Mohon tunggu...
Djulianto Susantio
Djulianto Susantio Mohon Tunggu... Freelancer - Arkeolog mandiri, senang menulis arkeologi, museum, sejarah, astrologi, palmistri, olahraga, numismatik, dan filateli.

Arkeotainmen, museotainmen, astrotainmen, dan sportainmen. Memiliki blog pribadi https://hurahura.wordpress.com (tentang arkeologi) dan https://museumku.wordpress.com (tentang museum)

Selanjutnya

Tutup

Humaniora Artikel Utama

UU Majapahit Memuat Istilah "Dharmadhyaksa" (Hakim Tinggi) Hindu dan Buddha

20 Juni 2017   07:47 Diperbarui: 20 Juni 2017   17:33 3321
+
Laporkan Konten
Laporkan Akun
Kompasiana adalah platform blog. Konten ini menjadi tanggung jawab bloger dan tidak mewakili pandangan redaksi Kompas.
Lihat foto
Sumber ilustrasi: ancient-origins.net

Entah mengapa di bulan Ramadan ini kembali beredar postingan tentang Kerajaan Majapahit dan tokoh Gajah Mada di media sosial. Sumbernya adalah sebuah buku berjudul Majapahit Kerajaan Islam. Dalam buku itu nama Gajah Mada ditulis Gaj Ahmada, berciri kearab-araban dan tentu saja bernuansa Islami.

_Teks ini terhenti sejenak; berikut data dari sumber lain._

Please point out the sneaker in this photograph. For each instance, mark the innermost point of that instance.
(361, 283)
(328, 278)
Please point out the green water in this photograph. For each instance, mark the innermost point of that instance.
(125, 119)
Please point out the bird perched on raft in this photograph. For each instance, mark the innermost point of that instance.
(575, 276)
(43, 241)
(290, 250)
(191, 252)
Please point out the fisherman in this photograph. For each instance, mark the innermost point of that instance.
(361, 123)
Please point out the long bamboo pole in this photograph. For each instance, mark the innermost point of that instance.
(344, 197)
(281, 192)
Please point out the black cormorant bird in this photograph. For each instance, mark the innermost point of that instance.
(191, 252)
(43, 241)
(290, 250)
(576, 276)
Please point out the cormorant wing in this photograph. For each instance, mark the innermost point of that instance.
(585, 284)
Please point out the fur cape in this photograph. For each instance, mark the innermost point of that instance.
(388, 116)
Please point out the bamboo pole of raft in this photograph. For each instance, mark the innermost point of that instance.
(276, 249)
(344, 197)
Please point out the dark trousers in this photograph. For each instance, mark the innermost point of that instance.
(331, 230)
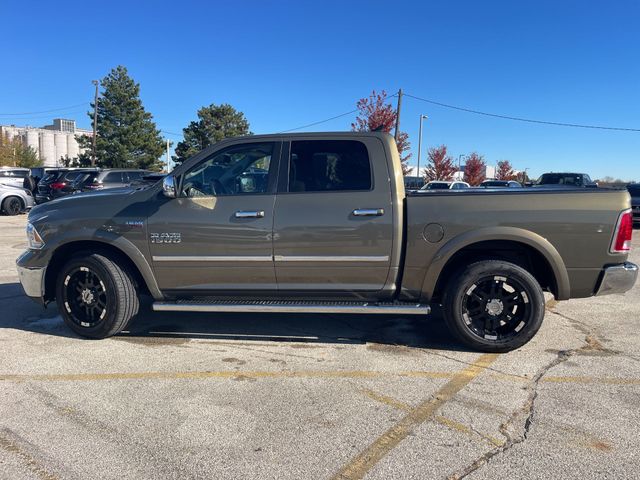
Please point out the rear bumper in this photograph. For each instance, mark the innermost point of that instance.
(618, 279)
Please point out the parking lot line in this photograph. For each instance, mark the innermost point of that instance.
(447, 422)
(366, 460)
(226, 374)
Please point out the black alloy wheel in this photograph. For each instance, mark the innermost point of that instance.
(96, 294)
(494, 306)
(84, 297)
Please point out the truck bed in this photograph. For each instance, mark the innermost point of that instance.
(572, 227)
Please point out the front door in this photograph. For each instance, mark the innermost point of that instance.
(217, 235)
(333, 230)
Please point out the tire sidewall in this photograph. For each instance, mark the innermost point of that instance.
(463, 281)
(105, 325)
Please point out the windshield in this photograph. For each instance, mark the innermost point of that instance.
(436, 186)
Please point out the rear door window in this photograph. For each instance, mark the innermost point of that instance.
(329, 165)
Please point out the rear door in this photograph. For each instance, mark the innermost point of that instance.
(333, 228)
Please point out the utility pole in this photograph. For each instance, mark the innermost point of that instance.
(398, 115)
(168, 157)
(95, 124)
(422, 117)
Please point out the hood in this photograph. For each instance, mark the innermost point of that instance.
(98, 203)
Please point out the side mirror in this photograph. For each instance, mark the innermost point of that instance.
(169, 187)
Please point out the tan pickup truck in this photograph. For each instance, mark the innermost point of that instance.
(321, 222)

Dampaknya, dalam beberapa postingan lain Majapahit dibuat guyonan sebagai Maj Afahid dan singkatan Universitas Gajah Mada (UGM) pun menjadi Universitas Gaj Ahmada (UGA).

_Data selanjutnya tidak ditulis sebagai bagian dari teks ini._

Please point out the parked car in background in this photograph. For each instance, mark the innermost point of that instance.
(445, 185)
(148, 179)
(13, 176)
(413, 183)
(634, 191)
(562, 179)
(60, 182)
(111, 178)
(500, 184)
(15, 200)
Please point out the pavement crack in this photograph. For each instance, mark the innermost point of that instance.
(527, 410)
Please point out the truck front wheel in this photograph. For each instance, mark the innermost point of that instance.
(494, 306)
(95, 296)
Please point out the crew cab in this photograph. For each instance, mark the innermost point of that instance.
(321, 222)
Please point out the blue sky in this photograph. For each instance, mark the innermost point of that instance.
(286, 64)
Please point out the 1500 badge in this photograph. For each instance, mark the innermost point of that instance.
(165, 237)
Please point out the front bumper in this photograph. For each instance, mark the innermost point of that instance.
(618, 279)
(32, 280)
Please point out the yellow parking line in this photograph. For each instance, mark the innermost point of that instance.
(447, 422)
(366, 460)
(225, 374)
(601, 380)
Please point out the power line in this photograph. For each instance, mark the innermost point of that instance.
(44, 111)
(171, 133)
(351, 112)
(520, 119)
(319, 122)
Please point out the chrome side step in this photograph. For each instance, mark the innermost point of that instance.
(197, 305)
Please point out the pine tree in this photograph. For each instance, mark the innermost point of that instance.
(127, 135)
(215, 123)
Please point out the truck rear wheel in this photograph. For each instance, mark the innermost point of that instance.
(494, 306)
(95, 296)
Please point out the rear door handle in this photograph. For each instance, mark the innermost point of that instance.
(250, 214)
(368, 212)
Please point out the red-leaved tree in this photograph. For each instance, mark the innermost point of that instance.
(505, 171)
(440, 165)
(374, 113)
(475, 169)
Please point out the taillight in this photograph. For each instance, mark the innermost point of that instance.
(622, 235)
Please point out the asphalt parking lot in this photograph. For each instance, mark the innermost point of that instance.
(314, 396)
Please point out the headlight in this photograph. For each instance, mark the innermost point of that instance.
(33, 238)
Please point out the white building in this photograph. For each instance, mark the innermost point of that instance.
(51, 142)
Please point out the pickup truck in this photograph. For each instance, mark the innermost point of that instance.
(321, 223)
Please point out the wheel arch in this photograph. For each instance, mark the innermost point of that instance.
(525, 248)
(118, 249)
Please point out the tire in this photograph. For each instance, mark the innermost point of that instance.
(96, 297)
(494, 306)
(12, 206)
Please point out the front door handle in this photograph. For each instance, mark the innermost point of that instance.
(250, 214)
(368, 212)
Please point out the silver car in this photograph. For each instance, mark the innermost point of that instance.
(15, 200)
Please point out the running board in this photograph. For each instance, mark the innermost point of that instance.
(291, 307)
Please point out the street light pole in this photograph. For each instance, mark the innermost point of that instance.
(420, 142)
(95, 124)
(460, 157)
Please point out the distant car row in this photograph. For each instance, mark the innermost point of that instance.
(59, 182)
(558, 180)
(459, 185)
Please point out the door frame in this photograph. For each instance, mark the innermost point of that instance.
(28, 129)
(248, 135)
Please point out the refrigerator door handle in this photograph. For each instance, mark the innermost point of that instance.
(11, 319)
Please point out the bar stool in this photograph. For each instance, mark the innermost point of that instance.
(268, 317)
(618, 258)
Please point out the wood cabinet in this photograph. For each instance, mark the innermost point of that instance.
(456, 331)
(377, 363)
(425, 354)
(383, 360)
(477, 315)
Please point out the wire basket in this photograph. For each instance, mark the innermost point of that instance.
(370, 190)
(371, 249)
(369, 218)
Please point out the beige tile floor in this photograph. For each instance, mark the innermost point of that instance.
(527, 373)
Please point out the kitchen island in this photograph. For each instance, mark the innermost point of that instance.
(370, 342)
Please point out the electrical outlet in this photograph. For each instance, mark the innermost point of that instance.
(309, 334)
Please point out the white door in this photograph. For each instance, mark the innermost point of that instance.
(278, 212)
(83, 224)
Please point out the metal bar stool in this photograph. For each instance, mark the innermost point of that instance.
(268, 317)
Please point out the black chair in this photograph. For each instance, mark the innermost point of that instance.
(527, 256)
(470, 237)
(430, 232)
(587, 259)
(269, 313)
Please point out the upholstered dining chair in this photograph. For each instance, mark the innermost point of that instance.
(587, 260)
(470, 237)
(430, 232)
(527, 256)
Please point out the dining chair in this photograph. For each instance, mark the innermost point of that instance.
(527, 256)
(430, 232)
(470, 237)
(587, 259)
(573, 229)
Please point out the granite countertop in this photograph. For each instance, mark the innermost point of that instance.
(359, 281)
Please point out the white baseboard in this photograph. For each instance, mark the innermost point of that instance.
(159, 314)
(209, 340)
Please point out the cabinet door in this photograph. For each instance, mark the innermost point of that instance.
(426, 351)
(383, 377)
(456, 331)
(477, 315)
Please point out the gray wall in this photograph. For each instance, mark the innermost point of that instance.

Sebenarnya perdebatan tentang Kerajaan Majapahit bercorak Hindu atau Islam, telah berkembang sejak beberapa tahun lalu, tidak lama setelah buku tersebut diluncurkan. Munculnya hampir bersamaan dengan buku bertopik Candi Borobudur dibangun oleh Nabi Sulaiman. Kedua buku memakai sumber data yang minim. Akibatnya tafsiran kedua penulis sangat mengada-ada. Rupa-rupanya pengikut pseudo-sains atau ilmu semu semakin banyak saja di Nusantara ini.

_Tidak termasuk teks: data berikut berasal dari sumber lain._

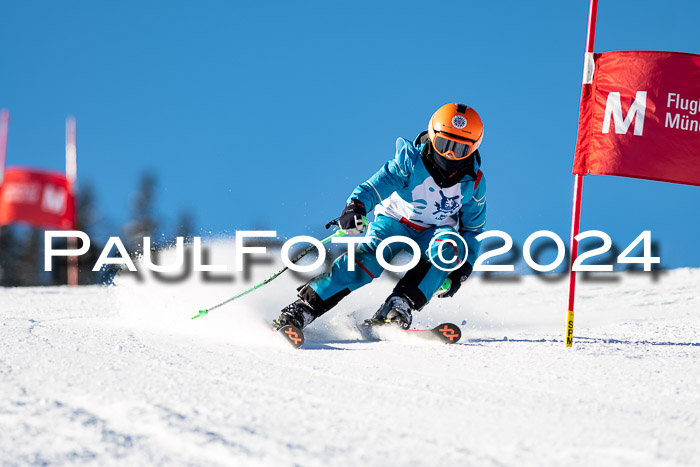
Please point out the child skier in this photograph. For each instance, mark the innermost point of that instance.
(431, 192)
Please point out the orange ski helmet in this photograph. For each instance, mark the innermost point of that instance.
(455, 131)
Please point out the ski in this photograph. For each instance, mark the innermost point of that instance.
(447, 333)
(292, 334)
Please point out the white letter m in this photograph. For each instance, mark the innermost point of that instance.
(613, 108)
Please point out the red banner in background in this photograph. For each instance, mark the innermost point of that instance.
(641, 117)
(41, 199)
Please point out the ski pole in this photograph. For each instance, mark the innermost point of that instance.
(337, 233)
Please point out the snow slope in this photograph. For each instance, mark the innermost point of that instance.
(121, 375)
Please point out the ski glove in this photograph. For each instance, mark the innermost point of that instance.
(351, 220)
(456, 277)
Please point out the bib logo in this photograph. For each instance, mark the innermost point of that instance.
(613, 108)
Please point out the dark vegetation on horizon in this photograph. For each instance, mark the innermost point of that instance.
(22, 247)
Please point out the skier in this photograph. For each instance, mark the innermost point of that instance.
(433, 189)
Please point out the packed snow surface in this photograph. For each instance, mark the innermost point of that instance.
(122, 375)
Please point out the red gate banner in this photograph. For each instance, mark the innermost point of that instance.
(38, 198)
(640, 117)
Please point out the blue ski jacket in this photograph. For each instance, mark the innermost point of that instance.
(405, 190)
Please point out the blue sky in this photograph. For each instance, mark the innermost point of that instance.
(270, 115)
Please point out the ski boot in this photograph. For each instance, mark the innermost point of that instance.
(299, 314)
(396, 310)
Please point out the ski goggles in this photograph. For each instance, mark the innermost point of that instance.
(452, 148)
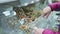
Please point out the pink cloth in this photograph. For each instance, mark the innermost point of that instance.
(55, 6)
(47, 31)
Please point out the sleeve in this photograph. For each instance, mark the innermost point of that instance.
(47, 31)
(55, 6)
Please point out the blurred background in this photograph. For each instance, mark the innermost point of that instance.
(17, 15)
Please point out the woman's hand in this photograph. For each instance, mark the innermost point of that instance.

Sejak sebagian orang percaya Atlantis ada di Nusantara, memang banyak "pakar" mengembangkan teori dengan metode utak atik gatuk atau cocoklogi. Bahkan ada teori berdasarkan wangsit dan menyan. Kadar ilmiahnya jelas jauh dari harapan. Dengan modal sedikit data dan cerita rakyat, jadilah "kajian ilmiah" menurut versi mereka.

Perundang-undangan
Setahu saya, salah satu syarat negara berdaulat adalah memiliki undang-undang. Kerajaan Majapahit pun memiliki undang-undang berbahasa Jawa Kuno. Namanya Kitab Agama atau Kutara Manawa. Sebagian besar isi kitab itu diadaptasi dari Kutaramanawadharmasastradi India. Prof. Dr. Slametmuljana, sejarawan dan filolog dari UI, pernah menulis buku Perundang-undangan Madjapahit (1967).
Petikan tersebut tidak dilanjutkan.